The European Union on Monday called on the United States, China and Russia to work together to avoid trade “conflict and chaos” to prevent it spiralling into violent confrontation.
“It is the common duty of Europe and China, but also America and Russia, not to destroy (the global trade order) but to improve it, not to start trade wars which turned into hot conflicts so often in our history,” EU Council President Donald Tusk said in Beijing.
“There is still time to prevent conflict and chaos.”
TRT World spoke to Hong Kong-based journalist Patrick Fok for more details.
Tusk spoke after meeting with Chinese Premier Li Keqiang as part of an annual EU-China summit that opened against the backdrop of the growing China-US economic confrontation and wider global trade discord.
The meeting between Chinese and European officials in Beijing, which also included European Commission head Jean-Claude Juncker, comes as Trump prepared to hold talks in Helsinki with Russian leader Vladimir Putin.
The world needed trade reform, rather than confrontation, Tusk.
“This is why I am calling on our Chinese hosts, but also on Presidents Trump and Putin, to jointly start this process from a thorough reform of the WTO.”
“Today we are facing a dilemma, whether to play a tough game, such as tariff wars and conflict in places like Ukraine and Syria, or to look for common solutions based on fair rules,” Tusk said.
'Safeguard free trade'
Washington imposed 25 percent tariffs on $34 billion of goods in response to complaints that Beijing is hurting American companies by stealing or pressuring enterprises to hand over technology.
It has also applied tariffs on imported steel and aluminium from allies like Canada, Mexico and the European Union.
The 28-country EU bloc has responded with import taxes on $3.25 billion of US goods.
Chinese Premier Li Keqiang said Monday that China and the EU had agreed to take steps to “safeguard free trade” and the global multilateral regulatory system.
He endorsed efforts to update World Trade Organization rules that Washington complains are outdated and cumbersome.
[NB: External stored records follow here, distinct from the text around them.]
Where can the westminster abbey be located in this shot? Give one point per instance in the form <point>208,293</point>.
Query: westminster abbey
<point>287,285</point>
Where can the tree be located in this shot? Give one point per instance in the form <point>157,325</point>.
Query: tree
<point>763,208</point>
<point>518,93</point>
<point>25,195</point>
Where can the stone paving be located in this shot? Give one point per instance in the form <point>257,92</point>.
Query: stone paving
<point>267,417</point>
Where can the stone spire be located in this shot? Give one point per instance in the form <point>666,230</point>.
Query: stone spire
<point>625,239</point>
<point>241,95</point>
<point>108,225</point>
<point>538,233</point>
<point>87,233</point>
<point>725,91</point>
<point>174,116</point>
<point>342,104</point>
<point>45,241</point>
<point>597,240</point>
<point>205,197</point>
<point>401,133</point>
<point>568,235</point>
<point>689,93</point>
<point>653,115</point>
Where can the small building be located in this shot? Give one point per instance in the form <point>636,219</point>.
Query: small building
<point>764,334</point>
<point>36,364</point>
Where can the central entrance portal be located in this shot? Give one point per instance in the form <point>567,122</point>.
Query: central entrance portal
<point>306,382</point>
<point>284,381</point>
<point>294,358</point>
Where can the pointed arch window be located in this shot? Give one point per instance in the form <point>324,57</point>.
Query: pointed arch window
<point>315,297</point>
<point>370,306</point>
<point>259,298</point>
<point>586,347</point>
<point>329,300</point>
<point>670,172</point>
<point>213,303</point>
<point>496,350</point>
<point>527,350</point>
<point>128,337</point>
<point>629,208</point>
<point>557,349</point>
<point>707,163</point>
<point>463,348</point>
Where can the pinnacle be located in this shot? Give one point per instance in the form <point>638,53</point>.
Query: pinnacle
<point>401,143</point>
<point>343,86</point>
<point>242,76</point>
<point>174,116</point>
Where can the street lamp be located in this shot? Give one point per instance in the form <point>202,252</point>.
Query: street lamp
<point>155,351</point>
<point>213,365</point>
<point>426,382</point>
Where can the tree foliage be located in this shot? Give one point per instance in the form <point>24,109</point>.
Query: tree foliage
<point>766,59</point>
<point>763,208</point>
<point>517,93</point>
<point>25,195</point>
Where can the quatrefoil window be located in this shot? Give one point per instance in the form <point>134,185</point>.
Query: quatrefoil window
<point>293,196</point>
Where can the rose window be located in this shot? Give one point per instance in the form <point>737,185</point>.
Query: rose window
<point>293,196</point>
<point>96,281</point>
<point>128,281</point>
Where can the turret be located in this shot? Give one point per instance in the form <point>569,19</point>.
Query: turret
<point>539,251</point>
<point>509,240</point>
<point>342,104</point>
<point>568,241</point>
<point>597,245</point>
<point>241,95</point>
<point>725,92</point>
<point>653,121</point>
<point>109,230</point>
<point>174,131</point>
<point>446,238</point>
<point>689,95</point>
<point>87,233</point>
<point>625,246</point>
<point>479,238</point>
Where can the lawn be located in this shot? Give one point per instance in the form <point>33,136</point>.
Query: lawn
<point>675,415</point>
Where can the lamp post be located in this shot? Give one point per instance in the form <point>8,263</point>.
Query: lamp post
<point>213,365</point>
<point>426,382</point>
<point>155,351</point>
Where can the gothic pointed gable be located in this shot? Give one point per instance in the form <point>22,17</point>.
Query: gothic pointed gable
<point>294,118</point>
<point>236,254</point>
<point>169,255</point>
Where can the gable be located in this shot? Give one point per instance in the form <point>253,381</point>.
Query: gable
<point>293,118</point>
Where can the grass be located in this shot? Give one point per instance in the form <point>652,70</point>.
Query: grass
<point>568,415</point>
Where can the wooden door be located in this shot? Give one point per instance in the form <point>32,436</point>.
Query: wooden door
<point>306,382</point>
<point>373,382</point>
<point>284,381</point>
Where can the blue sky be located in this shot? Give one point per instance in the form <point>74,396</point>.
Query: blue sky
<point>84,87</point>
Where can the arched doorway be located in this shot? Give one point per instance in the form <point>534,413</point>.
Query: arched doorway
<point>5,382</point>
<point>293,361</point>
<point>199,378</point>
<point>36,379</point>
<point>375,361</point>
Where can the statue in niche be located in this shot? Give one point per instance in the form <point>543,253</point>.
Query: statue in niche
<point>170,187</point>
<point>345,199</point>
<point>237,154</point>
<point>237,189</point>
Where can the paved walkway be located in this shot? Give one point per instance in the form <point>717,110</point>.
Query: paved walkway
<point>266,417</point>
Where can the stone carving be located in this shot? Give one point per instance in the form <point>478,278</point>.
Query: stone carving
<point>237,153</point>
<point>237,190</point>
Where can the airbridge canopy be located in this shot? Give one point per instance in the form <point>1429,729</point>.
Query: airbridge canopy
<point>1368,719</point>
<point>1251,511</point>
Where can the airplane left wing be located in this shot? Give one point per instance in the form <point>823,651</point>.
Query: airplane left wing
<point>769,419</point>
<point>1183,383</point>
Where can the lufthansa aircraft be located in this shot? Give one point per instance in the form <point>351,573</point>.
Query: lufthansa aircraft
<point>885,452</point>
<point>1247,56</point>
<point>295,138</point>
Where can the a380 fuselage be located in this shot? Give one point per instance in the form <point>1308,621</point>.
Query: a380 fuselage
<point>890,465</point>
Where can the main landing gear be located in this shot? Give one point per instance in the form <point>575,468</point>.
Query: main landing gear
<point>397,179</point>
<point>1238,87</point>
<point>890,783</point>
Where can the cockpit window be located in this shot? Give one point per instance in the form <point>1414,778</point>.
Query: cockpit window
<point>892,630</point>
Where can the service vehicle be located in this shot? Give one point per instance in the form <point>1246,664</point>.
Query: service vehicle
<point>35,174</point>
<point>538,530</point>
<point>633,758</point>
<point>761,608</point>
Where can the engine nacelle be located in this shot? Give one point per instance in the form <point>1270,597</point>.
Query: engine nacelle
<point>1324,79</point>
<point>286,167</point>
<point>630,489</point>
Asked whether China used Monday’s meeting to try to form an alliance with the EU against Washington, Li said the US-Chinese dispute was a bilateral matter for Beijing and Washington to solve.
“Our summit is not directed at any third country,” said Li at a joint news conference.
Chinese leaders have tried without success to recruit German, France and other governments as allies against Washington.